Чтение онлайн

ЖАНРЫ

Лошадь в городе

Пелегри Жан

Шрифт:

— Какая площадь? Пигаль, Клиши? В тот час, когда вы там были, эти места легко узнать, они достаточно известны.

Я названия не видел — только огни, гигантские светящиеся круги, бьющие в глаза краски. Чуть подальше место называлось Рим, и там тоже был мост, над железнодорожными путями. Десятки рельсов тянулись из пустого вокзала, а там, на платформах, рядом с темными вагонами виднелись маленькие погрузчики, багажные тележки. Под мостом рельсы перекрещивались и терялись где-то с другой стороны, у других запертых вагонов, притаившихся среди решеток во мраке и тумане, и только красный глаз на башне мигал время от времени, — это место, мосье, заставило меня подумать о часовом, ружье, пулемете.

— Так что же вы

в конце концов искали?

Под деревьями, между крыльями и радиаторами машин, я нашел скамью. Тихое место, вроде рва, прикрытого тростником. Здесь мне было хорошо, никто меня не видел, и мне захотелось, чтобы она была тут, со мной. Среди всех этих фар и бамперов я попытался вспомнить ее глаза, ее волосы, ткань ее пальто. Ее голос, который говорил, который повторял: «Порядок, порядок». Я ощутил ее запах и произнес вслух: «Элиана, Элиана», — и потом продолжал звать ее, но уже про себя, очень нежно. Точно она теперь стала моим ребенком.

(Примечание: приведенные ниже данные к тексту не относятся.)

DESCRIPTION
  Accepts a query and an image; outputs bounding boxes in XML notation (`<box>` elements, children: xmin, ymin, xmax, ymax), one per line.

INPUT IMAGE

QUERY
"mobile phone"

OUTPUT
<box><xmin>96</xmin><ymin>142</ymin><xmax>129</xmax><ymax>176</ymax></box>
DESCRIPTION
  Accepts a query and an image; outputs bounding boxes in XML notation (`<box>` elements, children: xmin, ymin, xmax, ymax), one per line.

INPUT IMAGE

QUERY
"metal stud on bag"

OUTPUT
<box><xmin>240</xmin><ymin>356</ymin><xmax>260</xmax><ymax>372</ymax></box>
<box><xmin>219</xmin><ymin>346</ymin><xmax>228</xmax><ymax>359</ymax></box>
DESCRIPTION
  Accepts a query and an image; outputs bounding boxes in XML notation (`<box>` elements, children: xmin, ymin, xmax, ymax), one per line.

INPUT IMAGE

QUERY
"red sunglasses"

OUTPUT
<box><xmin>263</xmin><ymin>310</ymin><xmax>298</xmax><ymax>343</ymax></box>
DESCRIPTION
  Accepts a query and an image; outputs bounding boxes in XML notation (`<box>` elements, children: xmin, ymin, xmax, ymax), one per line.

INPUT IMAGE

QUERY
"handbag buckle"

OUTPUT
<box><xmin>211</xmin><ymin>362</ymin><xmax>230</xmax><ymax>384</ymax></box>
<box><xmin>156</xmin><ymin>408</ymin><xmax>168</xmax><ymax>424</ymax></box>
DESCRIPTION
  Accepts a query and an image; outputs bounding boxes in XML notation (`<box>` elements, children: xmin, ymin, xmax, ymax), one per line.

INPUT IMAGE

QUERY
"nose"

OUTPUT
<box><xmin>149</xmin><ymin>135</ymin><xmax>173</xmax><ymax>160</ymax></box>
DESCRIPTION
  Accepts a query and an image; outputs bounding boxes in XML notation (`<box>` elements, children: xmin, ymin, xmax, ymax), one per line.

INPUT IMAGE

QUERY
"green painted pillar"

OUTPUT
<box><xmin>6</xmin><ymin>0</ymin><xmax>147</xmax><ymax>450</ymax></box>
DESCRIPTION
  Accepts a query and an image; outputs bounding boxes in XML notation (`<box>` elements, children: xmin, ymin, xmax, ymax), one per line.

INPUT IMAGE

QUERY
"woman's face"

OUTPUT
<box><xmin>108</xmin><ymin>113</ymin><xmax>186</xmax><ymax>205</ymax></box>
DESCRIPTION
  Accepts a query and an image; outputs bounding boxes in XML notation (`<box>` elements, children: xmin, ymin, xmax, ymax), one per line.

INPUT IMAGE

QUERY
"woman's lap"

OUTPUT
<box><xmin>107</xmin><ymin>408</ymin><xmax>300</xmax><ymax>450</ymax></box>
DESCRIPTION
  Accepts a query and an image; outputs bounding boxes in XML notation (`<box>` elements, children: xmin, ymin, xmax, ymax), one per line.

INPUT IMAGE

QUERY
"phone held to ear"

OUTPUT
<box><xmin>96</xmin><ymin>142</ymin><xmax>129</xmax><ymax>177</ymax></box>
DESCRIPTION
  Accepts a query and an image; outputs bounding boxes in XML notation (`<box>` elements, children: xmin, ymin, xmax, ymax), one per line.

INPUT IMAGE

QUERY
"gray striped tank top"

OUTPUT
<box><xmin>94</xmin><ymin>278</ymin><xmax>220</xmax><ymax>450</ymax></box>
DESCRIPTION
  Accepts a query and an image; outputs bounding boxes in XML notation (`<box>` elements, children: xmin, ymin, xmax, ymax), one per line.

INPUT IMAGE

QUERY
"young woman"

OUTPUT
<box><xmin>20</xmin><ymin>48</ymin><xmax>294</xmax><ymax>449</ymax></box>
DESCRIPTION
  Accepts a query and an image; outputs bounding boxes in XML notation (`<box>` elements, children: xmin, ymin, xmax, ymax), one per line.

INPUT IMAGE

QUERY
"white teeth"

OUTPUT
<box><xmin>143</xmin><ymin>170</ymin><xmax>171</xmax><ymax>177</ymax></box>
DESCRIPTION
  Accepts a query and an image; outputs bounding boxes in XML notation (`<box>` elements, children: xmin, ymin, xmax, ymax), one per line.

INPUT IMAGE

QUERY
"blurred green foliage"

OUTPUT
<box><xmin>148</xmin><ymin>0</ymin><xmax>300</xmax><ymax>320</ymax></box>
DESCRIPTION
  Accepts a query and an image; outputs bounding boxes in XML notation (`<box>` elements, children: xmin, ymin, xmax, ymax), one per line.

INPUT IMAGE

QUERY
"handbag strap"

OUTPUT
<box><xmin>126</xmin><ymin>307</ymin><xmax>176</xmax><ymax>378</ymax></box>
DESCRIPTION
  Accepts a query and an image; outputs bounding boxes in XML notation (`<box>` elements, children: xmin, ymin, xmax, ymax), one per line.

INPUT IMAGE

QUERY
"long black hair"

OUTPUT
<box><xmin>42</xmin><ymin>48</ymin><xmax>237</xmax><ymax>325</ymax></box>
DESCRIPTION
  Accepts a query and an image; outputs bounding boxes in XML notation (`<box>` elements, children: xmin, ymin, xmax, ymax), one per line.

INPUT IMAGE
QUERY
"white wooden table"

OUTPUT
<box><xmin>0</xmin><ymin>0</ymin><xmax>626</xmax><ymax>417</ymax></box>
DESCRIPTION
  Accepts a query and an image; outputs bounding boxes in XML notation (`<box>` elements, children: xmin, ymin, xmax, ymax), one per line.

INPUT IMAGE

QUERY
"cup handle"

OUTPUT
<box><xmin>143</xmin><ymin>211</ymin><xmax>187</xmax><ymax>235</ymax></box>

— Война, война, что вы все твердите о войне. Да знаете ли вы, что это такое?

Между неподвижными колесами промелькнул свет фар. Какая-то машина возвращалась домой. Мне грезилось, что мы все еще вместе, в нашей комнате, что это светится щель под дверью. «Мы забыли погасить свет», — сказала Элиана. Наверно, я уснул, но уснул вместе с ней, где-то далеко отсюда, как будто тут, среди этих машин, вблизи от этого Рима, струилась река, подымалась, спадала вода в шлюзе, у затвора.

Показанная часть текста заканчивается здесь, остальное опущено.